Center of our planetary system - The sun- has a surface temperature exceeding 6000 Kelvin. From space, it and similar luminaries look dazzling white, although from Earth they seem more likely to be yellow. Gold stars are of middle age.

Of the other luminaries known to us, a white star is also Sirius, although it is quite difficult to determine its color by eye. This is because it occupies a low position above the horizon, and on the way to us, its radiation is strongly distorted due to multiple refraction. In mid-latitudes, Sirius, often flickering, is able to demonstrate the entire color spectrum in just half a second!

red stars

Dark reddish hue have low temperature stars, for example, red dwarfs, whose mass is less than 7.5% of the weight of the Sun. Their temperature is below 3500 Kelvin, and although their glow is a rich play of many colors and shades, we see it as red.

Giant luminaries whose hydrogen fuel has run out also look red or even brown. In general, the emission of old and cooling stars is in this range of the spectrum.

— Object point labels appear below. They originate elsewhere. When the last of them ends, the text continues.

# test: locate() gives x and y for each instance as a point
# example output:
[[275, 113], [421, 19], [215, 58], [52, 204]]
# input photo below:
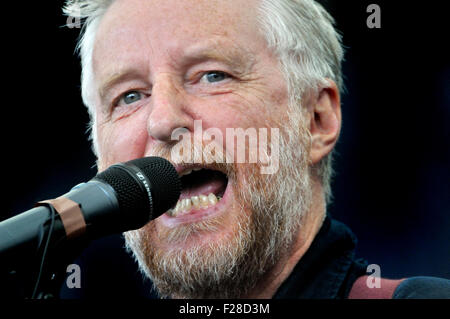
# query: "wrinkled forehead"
[[131, 28]]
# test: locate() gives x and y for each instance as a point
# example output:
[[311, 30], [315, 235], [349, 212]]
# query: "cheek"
[[123, 140]]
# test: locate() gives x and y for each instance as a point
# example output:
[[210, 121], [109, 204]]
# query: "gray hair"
[[300, 32]]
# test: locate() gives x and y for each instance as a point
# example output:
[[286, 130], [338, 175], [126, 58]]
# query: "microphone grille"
[[133, 200], [164, 180]]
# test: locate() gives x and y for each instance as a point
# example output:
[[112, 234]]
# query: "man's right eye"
[[130, 97]]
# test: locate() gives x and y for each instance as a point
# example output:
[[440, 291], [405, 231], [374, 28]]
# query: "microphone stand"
[[41, 272]]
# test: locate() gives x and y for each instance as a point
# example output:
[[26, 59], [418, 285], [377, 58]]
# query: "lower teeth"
[[195, 202]]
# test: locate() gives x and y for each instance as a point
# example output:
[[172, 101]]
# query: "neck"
[[313, 219]]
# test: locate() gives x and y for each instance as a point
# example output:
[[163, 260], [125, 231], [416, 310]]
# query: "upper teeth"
[[195, 202], [188, 171]]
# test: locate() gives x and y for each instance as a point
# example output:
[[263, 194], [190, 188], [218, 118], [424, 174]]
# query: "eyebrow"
[[117, 77], [238, 58]]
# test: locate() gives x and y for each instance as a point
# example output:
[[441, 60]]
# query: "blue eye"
[[131, 97], [215, 76]]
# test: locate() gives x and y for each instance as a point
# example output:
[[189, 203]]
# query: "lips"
[[203, 189]]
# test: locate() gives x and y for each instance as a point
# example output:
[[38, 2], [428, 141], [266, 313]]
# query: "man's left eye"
[[214, 76]]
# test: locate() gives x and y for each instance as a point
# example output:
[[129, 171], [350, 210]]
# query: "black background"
[[393, 165]]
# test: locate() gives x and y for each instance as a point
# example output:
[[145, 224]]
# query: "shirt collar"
[[322, 270]]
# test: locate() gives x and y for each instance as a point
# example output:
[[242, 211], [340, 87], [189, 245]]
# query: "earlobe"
[[325, 122]]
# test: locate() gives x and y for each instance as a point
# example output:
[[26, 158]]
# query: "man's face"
[[161, 65]]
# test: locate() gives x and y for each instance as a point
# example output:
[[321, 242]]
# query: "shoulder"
[[423, 288]]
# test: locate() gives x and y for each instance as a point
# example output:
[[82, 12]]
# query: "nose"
[[167, 111]]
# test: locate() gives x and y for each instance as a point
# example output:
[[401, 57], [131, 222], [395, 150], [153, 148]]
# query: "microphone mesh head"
[[164, 180], [135, 209]]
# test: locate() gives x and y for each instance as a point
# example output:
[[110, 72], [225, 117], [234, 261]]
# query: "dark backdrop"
[[392, 184]]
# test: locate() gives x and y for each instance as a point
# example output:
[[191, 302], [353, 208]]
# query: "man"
[[154, 71]]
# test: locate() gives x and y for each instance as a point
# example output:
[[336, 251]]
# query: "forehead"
[[131, 29]]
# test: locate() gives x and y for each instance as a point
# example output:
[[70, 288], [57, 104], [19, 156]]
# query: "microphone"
[[124, 197]]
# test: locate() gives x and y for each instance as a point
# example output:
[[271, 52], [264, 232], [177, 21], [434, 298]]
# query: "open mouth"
[[202, 189]]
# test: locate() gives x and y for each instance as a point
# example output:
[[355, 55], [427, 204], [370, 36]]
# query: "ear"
[[325, 121]]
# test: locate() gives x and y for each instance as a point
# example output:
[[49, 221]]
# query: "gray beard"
[[231, 268]]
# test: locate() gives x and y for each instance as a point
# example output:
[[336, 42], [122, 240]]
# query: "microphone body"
[[23, 233], [124, 197]]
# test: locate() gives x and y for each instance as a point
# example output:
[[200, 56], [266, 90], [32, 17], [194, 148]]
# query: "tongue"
[[203, 186]]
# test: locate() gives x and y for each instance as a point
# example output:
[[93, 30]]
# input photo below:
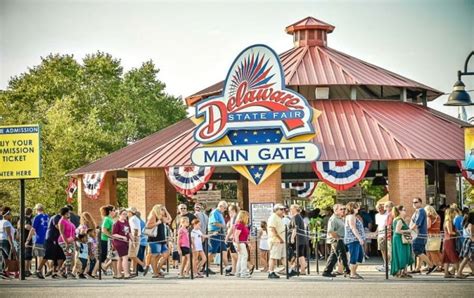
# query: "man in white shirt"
[[380, 221], [134, 245]]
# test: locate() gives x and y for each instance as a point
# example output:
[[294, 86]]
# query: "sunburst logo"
[[256, 124]]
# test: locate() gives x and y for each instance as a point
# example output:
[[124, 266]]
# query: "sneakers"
[[292, 273], [39, 275], [328, 274], [272, 275]]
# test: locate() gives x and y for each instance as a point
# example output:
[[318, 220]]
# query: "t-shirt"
[[40, 224], [134, 223], [380, 220], [52, 234], [196, 235], [244, 232], [107, 224], [274, 221], [298, 222], [83, 250], [69, 230], [183, 237], [215, 217], [419, 219], [143, 237], [335, 224], [4, 224]]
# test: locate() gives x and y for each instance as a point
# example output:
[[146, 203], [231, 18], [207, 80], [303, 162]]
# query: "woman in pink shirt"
[[183, 246], [241, 235], [67, 232]]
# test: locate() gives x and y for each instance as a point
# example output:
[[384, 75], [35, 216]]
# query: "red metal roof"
[[346, 130], [318, 65], [308, 24], [119, 159]]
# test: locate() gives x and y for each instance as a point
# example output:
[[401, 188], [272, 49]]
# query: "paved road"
[[373, 285]]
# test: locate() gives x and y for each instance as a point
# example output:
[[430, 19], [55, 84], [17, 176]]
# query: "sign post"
[[20, 159]]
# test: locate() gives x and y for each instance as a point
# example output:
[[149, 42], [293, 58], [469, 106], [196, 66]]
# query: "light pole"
[[461, 98]]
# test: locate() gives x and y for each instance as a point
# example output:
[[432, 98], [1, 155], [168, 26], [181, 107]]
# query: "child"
[[263, 245], [92, 246], [183, 246], [241, 235], [197, 237], [83, 249]]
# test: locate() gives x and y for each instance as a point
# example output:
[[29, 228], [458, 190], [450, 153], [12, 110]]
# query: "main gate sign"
[[256, 124]]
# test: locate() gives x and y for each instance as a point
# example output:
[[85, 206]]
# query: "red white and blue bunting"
[[469, 175], [341, 175], [93, 183], [189, 179], [304, 189]]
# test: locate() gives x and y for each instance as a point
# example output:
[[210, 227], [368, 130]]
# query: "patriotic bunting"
[[71, 189], [93, 183], [189, 179], [469, 175], [304, 189], [341, 175]]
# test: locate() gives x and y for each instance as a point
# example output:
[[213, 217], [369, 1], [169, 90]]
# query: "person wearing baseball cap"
[[276, 239], [134, 245]]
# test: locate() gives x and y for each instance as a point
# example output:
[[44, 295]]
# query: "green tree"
[[86, 110]]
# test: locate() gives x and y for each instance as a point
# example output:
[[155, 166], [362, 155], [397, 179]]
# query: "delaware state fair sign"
[[256, 124]]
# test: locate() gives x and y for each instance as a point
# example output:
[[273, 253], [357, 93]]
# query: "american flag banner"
[[304, 189], [189, 179], [93, 183], [341, 175]]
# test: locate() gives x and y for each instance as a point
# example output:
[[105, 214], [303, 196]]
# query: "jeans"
[[338, 250], [242, 259]]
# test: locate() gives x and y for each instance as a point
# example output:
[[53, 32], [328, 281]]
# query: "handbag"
[[151, 232], [406, 239], [433, 243], [12, 265]]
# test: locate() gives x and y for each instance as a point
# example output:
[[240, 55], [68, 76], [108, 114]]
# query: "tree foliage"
[[86, 110]]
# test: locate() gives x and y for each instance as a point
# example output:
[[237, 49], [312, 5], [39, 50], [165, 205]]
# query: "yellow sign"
[[20, 152]]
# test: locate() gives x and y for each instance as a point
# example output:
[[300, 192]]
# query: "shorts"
[[231, 247], [52, 251], [419, 247], [185, 251], [38, 250], [29, 252], [356, 252], [277, 251], [381, 243], [158, 248], [133, 250], [216, 244]]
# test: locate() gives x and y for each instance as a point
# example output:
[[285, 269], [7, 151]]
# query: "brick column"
[[148, 187], [450, 182], [268, 191], [406, 180], [243, 193], [107, 196]]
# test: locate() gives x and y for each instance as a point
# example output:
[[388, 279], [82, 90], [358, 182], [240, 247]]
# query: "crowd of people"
[[125, 245]]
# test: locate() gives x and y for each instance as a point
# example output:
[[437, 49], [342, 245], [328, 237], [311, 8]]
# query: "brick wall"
[[406, 179], [450, 181], [147, 187], [108, 195]]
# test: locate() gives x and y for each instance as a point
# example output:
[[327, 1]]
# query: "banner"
[[93, 183], [189, 179], [341, 175], [256, 124], [20, 152]]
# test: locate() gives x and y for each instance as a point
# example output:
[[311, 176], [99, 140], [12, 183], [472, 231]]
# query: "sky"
[[193, 43]]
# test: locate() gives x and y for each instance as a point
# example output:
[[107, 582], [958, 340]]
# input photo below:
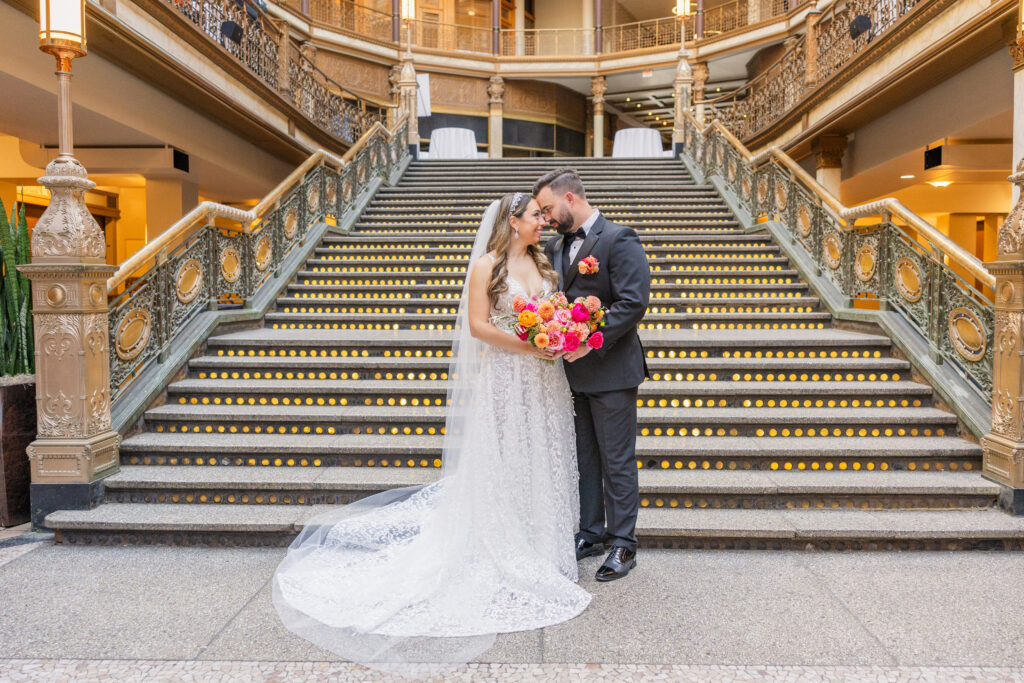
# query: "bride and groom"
[[539, 465]]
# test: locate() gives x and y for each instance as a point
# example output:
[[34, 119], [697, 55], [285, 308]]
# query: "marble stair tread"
[[927, 447], [693, 338], [704, 416], [652, 522], [837, 365], [670, 481], [736, 388]]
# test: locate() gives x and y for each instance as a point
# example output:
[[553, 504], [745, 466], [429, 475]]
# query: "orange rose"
[[527, 318]]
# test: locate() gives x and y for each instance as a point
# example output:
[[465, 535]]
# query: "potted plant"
[[17, 388]]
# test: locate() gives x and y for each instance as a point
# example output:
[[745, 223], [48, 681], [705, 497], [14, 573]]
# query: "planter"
[[17, 430]]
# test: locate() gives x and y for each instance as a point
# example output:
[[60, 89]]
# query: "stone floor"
[[186, 613]]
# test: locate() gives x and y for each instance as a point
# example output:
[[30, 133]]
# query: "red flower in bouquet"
[[589, 266]]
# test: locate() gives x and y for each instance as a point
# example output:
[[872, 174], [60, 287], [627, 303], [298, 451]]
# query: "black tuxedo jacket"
[[623, 285]]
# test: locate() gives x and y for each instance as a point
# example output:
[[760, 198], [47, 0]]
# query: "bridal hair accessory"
[[518, 202], [589, 266]]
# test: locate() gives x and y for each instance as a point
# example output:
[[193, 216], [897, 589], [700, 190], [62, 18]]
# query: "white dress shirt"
[[578, 244]]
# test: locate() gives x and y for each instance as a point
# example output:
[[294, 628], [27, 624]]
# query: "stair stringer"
[[962, 398]]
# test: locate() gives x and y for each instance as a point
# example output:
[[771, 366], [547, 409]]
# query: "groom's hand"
[[577, 354]]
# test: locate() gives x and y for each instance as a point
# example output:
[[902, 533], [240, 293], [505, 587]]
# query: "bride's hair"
[[513, 204]]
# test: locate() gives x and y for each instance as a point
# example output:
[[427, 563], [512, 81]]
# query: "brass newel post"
[[75, 445], [1005, 445]]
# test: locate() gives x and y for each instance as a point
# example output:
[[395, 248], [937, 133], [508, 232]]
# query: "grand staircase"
[[763, 425]]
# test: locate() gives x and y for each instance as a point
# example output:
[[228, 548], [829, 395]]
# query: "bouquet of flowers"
[[557, 325]]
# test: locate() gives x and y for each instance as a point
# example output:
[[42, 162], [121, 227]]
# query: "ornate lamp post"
[[407, 81], [75, 446]]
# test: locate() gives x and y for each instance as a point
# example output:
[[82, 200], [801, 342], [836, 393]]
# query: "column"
[[598, 87], [1004, 459], [520, 28], [681, 89], [828, 151], [407, 100], [75, 446], [699, 71], [497, 92], [166, 201], [395, 22], [1018, 53], [496, 27]]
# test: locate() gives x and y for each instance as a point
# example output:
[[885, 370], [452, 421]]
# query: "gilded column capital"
[[1004, 446]]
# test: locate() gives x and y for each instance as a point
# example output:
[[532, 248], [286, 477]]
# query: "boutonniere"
[[589, 266]]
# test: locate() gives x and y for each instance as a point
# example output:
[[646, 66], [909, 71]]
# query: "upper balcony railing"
[[365, 22], [247, 34], [812, 59]]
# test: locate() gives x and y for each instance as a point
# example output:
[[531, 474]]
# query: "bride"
[[425, 577]]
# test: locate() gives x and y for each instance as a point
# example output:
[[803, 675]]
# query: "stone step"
[[408, 274], [659, 305], [659, 343], [658, 488], [211, 366], [656, 527], [659, 293], [395, 449]]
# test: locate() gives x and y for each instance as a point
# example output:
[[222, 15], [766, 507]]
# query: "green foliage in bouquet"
[[16, 353]]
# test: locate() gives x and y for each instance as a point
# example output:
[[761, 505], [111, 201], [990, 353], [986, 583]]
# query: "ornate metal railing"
[[246, 33], [547, 42], [812, 59], [639, 35], [450, 37], [352, 16], [221, 256], [880, 252], [258, 39]]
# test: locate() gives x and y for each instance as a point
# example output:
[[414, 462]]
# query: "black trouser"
[[609, 488]]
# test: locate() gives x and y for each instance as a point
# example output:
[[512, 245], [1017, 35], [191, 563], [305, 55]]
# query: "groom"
[[604, 381]]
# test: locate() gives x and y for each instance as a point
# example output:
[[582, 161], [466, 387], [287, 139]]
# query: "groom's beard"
[[563, 223]]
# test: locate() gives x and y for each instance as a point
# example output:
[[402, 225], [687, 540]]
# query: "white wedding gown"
[[426, 577]]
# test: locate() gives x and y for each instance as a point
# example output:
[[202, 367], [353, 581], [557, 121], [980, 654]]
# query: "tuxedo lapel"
[[558, 256], [585, 249]]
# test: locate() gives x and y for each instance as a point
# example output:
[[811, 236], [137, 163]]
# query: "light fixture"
[[61, 29]]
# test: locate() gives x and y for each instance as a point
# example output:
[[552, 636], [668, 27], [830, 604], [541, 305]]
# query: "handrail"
[[180, 229], [890, 205]]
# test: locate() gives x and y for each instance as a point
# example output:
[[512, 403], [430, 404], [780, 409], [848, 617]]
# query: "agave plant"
[[16, 354]]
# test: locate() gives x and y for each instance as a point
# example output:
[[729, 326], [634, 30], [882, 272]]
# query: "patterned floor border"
[[141, 670]]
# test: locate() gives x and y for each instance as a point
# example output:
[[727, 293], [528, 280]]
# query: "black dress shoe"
[[619, 563], [587, 549]]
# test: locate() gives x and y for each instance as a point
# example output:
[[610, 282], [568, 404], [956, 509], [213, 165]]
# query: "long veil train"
[[419, 580]]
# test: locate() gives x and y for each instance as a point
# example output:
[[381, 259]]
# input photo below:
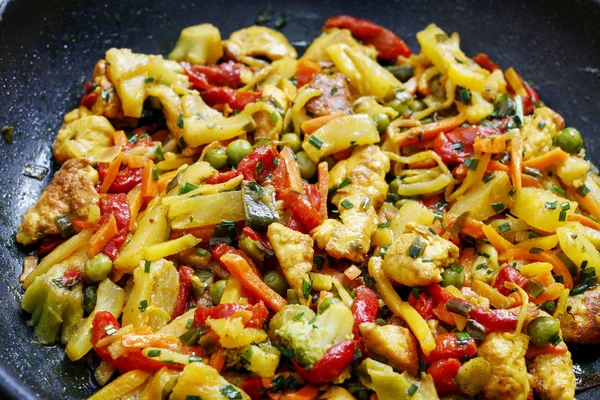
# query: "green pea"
[[293, 141], [382, 121], [216, 291], [328, 302], [570, 140], [543, 330], [237, 150], [308, 168], [98, 268], [89, 298], [217, 158], [454, 275], [276, 282]]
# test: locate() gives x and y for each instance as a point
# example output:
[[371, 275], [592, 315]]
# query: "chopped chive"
[[315, 142]]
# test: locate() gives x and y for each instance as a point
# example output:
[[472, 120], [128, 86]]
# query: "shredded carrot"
[[120, 138], [291, 164], [558, 266], [493, 144], [241, 270], [102, 236], [311, 125], [426, 132], [149, 185], [111, 173], [585, 221], [308, 392], [496, 239], [534, 351], [548, 159], [217, 360], [516, 154], [323, 172]]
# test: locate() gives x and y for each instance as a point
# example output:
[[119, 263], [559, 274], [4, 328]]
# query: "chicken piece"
[[258, 41], [538, 141], [351, 238], [71, 192], [335, 97], [506, 353], [294, 250], [81, 133], [409, 266], [393, 345], [581, 325], [553, 377]]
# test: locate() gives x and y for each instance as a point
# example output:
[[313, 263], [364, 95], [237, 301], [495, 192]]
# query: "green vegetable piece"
[[89, 298], [237, 150], [276, 282], [570, 140], [217, 158], [98, 267], [308, 168], [293, 141], [543, 330], [216, 291]]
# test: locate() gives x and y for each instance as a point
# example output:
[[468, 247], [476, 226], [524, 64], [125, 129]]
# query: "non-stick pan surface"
[[48, 50]]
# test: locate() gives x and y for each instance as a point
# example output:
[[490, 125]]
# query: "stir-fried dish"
[[361, 222]]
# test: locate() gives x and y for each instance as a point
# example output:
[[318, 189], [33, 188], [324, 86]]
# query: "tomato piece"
[[443, 373], [117, 205], [388, 44], [448, 345], [209, 76], [331, 366], [364, 308], [509, 274], [457, 145], [226, 95]]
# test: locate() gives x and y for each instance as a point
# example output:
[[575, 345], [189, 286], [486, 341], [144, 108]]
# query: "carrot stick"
[[111, 173], [558, 266], [323, 188], [293, 170], [308, 392], [496, 239], [516, 155], [240, 269], [423, 133], [149, 185], [548, 159], [120, 138], [313, 124], [102, 236], [583, 220]]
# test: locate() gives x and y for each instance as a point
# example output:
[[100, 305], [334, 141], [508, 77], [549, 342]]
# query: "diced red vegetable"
[[387, 43]]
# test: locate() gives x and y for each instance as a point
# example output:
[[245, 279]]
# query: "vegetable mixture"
[[361, 222]]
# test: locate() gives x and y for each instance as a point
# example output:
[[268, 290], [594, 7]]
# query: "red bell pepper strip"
[[509, 274], [364, 308], [222, 176], [225, 95], [209, 76], [117, 205], [448, 345], [443, 373], [259, 313], [457, 145], [387, 43], [185, 287], [133, 359], [126, 179]]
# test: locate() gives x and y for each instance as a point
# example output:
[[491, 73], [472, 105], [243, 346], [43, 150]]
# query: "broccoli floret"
[[308, 336], [54, 300]]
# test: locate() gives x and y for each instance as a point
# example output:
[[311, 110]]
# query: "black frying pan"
[[48, 49]]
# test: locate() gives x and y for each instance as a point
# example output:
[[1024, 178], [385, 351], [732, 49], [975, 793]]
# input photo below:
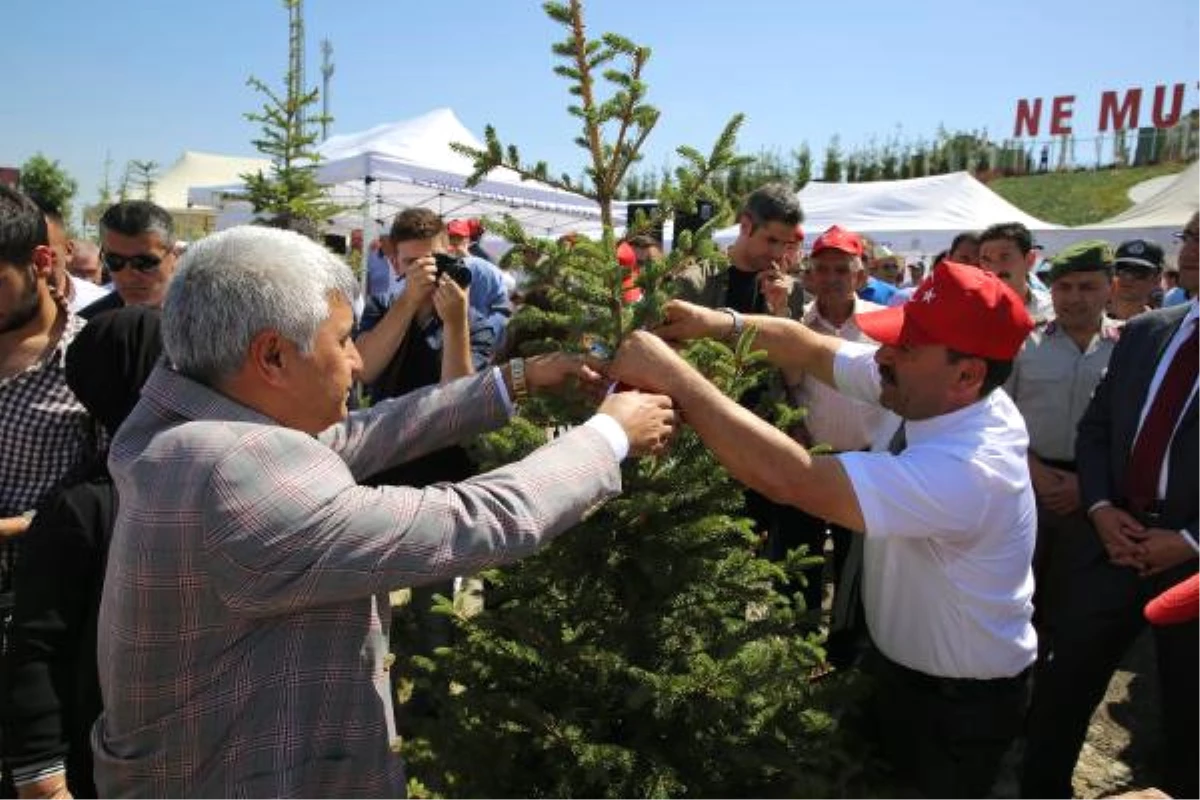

A distinct red hue has the second of the main stars of the constellation Orion, Betelgeuse, and slightly to the right and above it is located on the sky map Aldebaran, which is orange in color.

The oldest red star in existence - HE 1523-0901 from the constellation Libra - a giant luminary of the second generation, found on the outskirts of our galaxy at a distance of 7500 light years from the Sun. Its possible age is about 13.2 billion years, which is not much less than the estimated age of the universe.